Be clear in what you are asking of your team and provide the support to accomplish it. Your dashboard will come in to help here as well. Pull up your team’s dashboard and go over KPIs and goals for quarter one.Discuss why some are off-track and celebrate ones that are ahead of schedule. Although it is hard to believe we are almost through Q1, start off Q2 with a team that understands their priorities and feels they have a team behind them that can help.
5. Be positive
As a leader, people are looking to you for how they respond and react to situations. If every meeting has negative energy from people, they won’t feel good about signing into meetings anymore. Virtual meetings already have their difficulties, so trying to keep a better attitude will ultimately lead to a more productive meeting. Take time at the start to have someone mention a positive thing that happened to them or ask for a someone’s dog to come say hi.
You could even run a contest through your dashboard for tracking steps, eating healthy, or days working out.
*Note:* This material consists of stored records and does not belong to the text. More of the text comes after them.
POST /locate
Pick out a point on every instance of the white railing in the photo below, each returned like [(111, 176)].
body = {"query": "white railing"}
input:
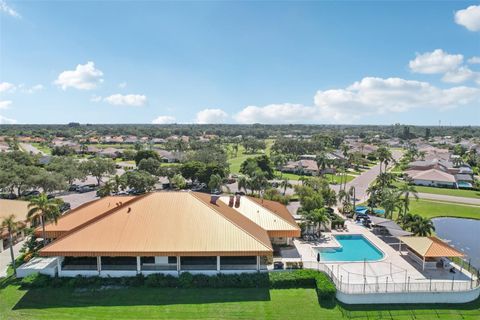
[(385, 285)]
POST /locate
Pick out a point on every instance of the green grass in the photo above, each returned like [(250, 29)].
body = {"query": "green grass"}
[(450, 192), (431, 209), (155, 303)]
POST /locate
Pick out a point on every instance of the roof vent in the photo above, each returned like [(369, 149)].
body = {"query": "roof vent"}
[(214, 198)]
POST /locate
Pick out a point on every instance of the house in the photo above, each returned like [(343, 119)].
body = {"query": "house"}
[(168, 232), (110, 153), (19, 209), (432, 178)]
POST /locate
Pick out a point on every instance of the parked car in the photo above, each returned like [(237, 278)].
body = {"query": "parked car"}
[(9, 196), (65, 206), (84, 189)]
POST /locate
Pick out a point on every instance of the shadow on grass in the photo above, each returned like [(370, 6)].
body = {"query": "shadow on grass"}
[(134, 296), (358, 311)]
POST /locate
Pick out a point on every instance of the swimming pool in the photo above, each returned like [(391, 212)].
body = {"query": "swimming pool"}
[(354, 248)]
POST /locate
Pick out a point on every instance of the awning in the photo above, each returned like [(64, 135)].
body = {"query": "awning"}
[(393, 228), (430, 247)]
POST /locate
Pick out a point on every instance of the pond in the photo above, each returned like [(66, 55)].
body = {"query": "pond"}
[(463, 234)]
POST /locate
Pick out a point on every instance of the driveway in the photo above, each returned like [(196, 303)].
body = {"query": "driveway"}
[(5, 259)]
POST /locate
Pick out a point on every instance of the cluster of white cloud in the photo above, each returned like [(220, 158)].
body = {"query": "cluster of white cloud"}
[(84, 77), (450, 65), (211, 116), (134, 100), (163, 120), (4, 7), (469, 18), (369, 96)]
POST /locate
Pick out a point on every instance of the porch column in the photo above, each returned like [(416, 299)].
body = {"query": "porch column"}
[(99, 264), (59, 266)]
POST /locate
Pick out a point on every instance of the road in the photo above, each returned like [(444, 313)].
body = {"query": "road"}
[(446, 198), (29, 148), (5, 259), (363, 181)]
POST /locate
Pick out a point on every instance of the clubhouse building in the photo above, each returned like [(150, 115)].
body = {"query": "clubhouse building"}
[(168, 232)]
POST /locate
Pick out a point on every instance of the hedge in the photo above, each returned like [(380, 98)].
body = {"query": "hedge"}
[(275, 280)]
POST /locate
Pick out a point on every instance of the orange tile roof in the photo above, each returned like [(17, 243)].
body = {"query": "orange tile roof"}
[(165, 223), (430, 247), (82, 215)]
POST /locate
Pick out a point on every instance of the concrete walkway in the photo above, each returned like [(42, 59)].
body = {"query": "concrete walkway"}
[(446, 198), (5, 258)]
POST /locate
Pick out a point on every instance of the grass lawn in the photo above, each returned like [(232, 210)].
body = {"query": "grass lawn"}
[(449, 192), (155, 303), (432, 209)]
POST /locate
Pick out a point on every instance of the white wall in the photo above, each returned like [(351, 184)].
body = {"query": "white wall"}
[(409, 297)]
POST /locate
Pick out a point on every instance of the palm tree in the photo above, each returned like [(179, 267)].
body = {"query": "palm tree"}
[(12, 226), (406, 191), (421, 226), (318, 217), (45, 209), (285, 183)]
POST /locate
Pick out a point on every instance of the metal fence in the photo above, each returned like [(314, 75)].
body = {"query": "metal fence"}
[(384, 284)]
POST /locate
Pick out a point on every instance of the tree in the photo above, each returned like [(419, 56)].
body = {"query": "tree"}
[(285, 183), (421, 226), (45, 209), (150, 165), (12, 227), (145, 154), (140, 181), (98, 167), (215, 182), (179, 181), (67, 167), (390, 201)]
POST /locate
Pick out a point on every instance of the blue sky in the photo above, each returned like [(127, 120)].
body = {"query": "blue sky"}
[(240, 62)]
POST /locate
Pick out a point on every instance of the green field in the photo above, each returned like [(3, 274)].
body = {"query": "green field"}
[(450, 192), (155, 303), (433, 209)]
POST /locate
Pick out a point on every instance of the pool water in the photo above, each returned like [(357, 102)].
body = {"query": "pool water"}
[(354, 248)]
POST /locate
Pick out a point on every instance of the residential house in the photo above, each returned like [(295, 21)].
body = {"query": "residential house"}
[(170, 233)]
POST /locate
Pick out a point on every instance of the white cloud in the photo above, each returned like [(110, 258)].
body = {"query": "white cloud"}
[(462, 74), (469, 18), (6, 86), (474, 60), (211, 116), (4, 120), (369, 96), (277, 114), (96, 98), (34, 89), (4, 7), (164, 120), (84, 77), (134, 100), (5, 104), (437, 61)]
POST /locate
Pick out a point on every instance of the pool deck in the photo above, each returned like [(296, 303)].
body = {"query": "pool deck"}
[(395, 266)]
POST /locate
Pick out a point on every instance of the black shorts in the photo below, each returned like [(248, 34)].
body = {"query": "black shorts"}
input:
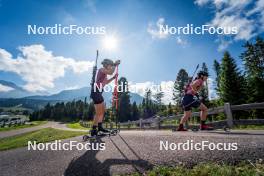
[(190, 101), (97, 97)]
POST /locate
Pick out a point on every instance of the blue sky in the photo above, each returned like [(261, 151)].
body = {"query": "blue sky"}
[(144, 57)]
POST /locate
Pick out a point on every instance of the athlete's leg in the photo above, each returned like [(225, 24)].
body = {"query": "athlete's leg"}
[(203, 113), (101, 118), (102, 112), (185, 117), (203, 117)]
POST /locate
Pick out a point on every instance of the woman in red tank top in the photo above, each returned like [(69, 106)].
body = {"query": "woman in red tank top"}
[(101, 80), (191, 100)]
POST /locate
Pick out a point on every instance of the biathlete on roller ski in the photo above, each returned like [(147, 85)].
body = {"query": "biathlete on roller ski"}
[(191, 100), (108, 68)]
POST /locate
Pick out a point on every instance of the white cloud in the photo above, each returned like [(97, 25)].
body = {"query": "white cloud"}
[(38, 67), (153, 29), (142, 88), (90, 4), (239, 14), (180, 41), (4, 88), (72, 87), (211, 89)]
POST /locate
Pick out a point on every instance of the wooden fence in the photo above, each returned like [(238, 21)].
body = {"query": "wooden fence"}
[(227, 109)]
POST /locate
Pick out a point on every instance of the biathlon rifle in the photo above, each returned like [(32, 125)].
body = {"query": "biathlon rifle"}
[(191, 80), (94, 72)]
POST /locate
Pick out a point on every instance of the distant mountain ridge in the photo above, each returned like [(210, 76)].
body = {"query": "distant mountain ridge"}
[(33, 101)]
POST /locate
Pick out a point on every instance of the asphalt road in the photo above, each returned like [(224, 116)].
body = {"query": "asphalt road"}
[(51, 124), (131, 151)]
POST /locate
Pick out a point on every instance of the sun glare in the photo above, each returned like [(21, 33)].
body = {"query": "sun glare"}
[(110, 42)]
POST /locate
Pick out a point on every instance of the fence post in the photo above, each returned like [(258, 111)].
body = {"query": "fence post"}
[(228, 113), (157, 122)]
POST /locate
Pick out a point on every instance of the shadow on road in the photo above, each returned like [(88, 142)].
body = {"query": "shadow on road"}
[(88, 164), (237, 133)]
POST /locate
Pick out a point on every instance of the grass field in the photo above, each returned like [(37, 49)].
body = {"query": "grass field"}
[(249, 127), (209, 169), (33, 123), (76, 125), (40, 136)]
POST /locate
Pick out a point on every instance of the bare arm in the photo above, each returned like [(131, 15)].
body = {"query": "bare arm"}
[(109, 71), (195, 86)]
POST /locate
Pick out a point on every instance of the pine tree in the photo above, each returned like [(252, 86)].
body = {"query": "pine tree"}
[(204, 93), (158, 98), (124, 106), (179, 85), (217, 70), (253, 58), (231, 83), (135, 112)]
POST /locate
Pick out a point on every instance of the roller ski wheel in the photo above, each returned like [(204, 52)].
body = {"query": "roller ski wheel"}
[(226, 129), (195, 129)]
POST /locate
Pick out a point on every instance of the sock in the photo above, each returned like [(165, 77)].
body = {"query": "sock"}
[(94, 127), (100, 125), (181, 125)]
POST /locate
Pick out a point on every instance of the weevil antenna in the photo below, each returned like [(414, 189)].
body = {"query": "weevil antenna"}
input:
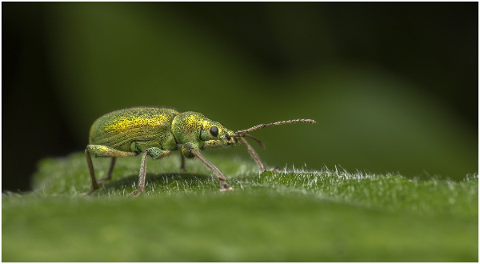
[(252, 137), (260, 126)]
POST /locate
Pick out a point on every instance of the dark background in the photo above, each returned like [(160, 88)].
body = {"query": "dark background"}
[(392, 85)]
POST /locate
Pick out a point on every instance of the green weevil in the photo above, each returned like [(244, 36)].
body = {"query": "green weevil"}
[(156, 132)]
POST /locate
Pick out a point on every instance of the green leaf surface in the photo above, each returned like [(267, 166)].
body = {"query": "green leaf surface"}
[(295, 214)]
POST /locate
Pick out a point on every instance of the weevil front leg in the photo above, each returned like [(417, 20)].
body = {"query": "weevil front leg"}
[(155, 153), (103, 151), (192, 150), (254, 154)]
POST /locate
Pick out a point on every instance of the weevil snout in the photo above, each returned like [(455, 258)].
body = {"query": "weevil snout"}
[(231, 138)]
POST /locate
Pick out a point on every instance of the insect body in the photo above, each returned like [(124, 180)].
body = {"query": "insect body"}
[(156, 132)]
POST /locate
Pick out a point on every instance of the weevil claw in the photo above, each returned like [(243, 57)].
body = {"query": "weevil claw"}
[(225, 188)]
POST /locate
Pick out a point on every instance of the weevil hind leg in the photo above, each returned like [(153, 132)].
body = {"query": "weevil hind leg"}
[(182, 163), (110, 170), (102, 151)]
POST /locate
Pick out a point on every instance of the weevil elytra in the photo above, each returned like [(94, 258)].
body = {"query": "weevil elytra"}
[(156, 132)]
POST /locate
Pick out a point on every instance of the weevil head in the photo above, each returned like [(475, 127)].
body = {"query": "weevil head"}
[(195, 127)]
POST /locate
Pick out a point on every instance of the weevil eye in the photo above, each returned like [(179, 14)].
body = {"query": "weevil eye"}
[(214, 131)]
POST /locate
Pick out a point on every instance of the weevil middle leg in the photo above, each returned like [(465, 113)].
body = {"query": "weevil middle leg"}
[(193, 151), (155, 153), (102, 151)]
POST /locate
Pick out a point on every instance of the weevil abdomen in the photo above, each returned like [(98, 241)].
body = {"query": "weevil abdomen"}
[(127, 129)]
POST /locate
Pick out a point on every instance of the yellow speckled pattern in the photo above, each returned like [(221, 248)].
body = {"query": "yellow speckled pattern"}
[(149, 125)]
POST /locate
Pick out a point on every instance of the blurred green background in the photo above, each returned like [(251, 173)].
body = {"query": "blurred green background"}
[(392, 85)]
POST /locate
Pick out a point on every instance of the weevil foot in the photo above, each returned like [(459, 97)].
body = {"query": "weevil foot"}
[(89, 192), (102, 180), (225, 188), (136, 193), (276, 169)]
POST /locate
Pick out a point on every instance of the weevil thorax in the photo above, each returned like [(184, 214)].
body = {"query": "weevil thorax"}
[(191, 127)]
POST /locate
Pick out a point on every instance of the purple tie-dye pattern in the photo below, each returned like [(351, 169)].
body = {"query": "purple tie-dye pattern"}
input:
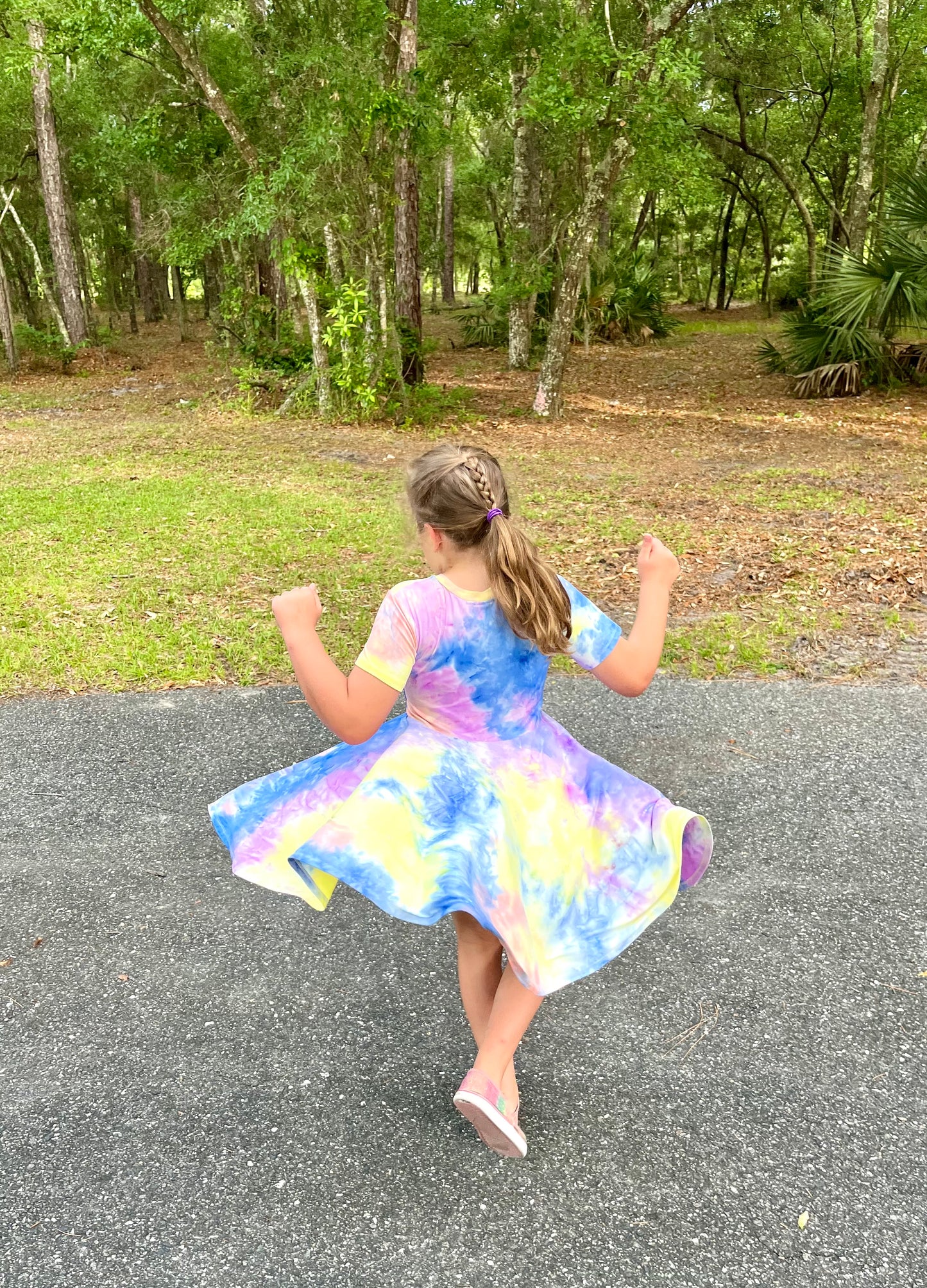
[(475, 800)]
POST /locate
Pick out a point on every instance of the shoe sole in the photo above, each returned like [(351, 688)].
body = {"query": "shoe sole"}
[(493, 1129)]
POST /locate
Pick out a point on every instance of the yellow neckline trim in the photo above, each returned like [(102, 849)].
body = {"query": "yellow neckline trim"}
[(475, 597)]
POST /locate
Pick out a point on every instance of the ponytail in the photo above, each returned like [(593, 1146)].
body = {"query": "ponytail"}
[(455, 490)]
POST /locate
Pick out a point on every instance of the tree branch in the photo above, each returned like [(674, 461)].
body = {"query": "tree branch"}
[(192, 65)]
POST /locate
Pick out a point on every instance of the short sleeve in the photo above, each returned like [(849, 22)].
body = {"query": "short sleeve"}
[(391, 650), (594, 635)]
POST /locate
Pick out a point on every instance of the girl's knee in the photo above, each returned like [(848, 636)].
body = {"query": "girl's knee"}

As we are nearing the end of having to stay home, many people have these goals personally. Provide check-ins on meetings and find some sort of fun prizes for the most enthusiastic, most committed or most encouraging people who participate.
6. Be organized
One of the hardest parts of remote teamwork is organization. Teams may feel isolated and like they do not understand what is going on in other parts of the company or even their own team. Set up your dashboard so people can see exactly what is going on and keep it up to date. Remember to pull it up and screen share during meetings so everyone can see progress towards goals and accomplishments of their fellow team members. Don’t have a dashboard? Contact us today to begin to get yours set up!
While it is easy to be discouraged as we pass year one of the pandemic, keeping your team’s morale high and staying connected will result in a more productive team. We are all hoping to be back to seeing each other face-to-face soon, but until then, be empathetic with your team.